Roman Czujko provided many data and graphs on enrollments and employment in physics. He noted that the majority of Ph.D. degrees earned in the US were earned by non-citizens; he projected that the number of US citizen Ph.D.'s in physics would soon fall below 500 per year. At the undergraduate level, the number of bachelor's degrees earned in physics has fallen dramatically at the same time as the number of bachelor's degrees earned across all fields has increased significantly. Among those who earn a bachelor's degree in physics, more than one-third obtain no further formal schooling, while one-quarter will obtain a masters degree in another field. Only about one-sixth of physics bachelor's degree recipients will earn a Ph.D. in physics.
Diandra Leslie-Pelecky reported on an APS effort to encourage each physics department to identify a "career and professional development liaison" who would help to focus attention on some of the broad educational interests and needs of students. Mike Lubell, Director of the APS Office of Public Affairs, provided an overview of the politics of physics funding. He encouraged all departments to work actively to support federal appropriations for the funding of physics and physics education.
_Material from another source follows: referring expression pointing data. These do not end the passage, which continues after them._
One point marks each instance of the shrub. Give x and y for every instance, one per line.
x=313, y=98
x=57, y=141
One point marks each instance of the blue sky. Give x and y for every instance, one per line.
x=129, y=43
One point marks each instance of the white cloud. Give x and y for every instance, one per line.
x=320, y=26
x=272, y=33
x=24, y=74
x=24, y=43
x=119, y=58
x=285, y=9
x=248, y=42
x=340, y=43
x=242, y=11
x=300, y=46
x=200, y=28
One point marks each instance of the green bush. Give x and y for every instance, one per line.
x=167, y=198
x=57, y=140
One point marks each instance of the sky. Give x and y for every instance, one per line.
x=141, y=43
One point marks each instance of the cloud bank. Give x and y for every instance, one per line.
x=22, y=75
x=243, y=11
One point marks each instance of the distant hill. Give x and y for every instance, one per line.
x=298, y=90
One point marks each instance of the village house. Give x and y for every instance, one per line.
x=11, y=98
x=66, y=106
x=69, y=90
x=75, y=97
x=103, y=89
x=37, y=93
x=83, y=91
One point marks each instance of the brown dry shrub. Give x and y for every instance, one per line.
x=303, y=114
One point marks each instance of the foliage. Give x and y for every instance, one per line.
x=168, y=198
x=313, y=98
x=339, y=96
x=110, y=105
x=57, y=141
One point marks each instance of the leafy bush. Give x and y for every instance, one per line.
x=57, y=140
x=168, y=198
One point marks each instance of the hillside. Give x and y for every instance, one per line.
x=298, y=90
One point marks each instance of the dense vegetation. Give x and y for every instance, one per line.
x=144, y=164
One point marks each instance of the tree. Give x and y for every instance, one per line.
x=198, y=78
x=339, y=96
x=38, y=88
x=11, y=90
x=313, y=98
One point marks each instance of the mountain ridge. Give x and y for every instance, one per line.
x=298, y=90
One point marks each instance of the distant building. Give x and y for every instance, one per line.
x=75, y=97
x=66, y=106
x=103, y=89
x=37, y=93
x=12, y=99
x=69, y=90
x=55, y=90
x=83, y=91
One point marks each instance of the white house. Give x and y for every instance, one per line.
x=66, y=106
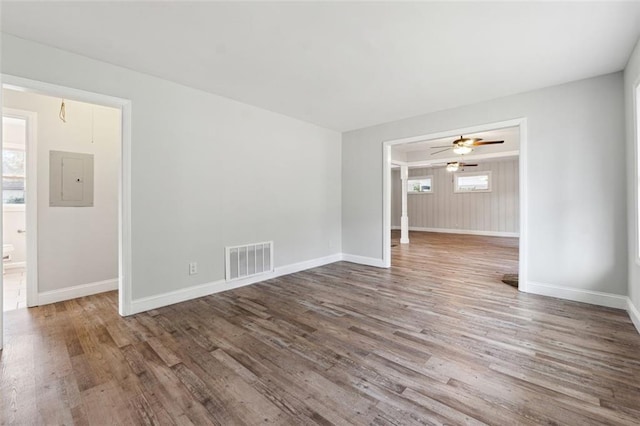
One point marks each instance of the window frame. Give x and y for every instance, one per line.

Two themes emerged from the conference. First, we should recognize that we are providing services to our students, to other departments, and to other faculty. We should be more willing to see these groups as "customers" whose views and opinions, while not controlling our undergraduate programs, can provide useful insights on how we might improve those programs.
We should recognize that many of our graduates make very little use of the contents of our physics courses. We should see the physics content, not as an end in itself, but as a means of instilling valuable and transferable skills.
Of course, both of these themes, the importance of customers and the relative unimportance of content, are closely related. We need to listen to many voices so as to best determine how to respond to the rapidly changing educational, political and economic environment in which all of our physics departments are embedded.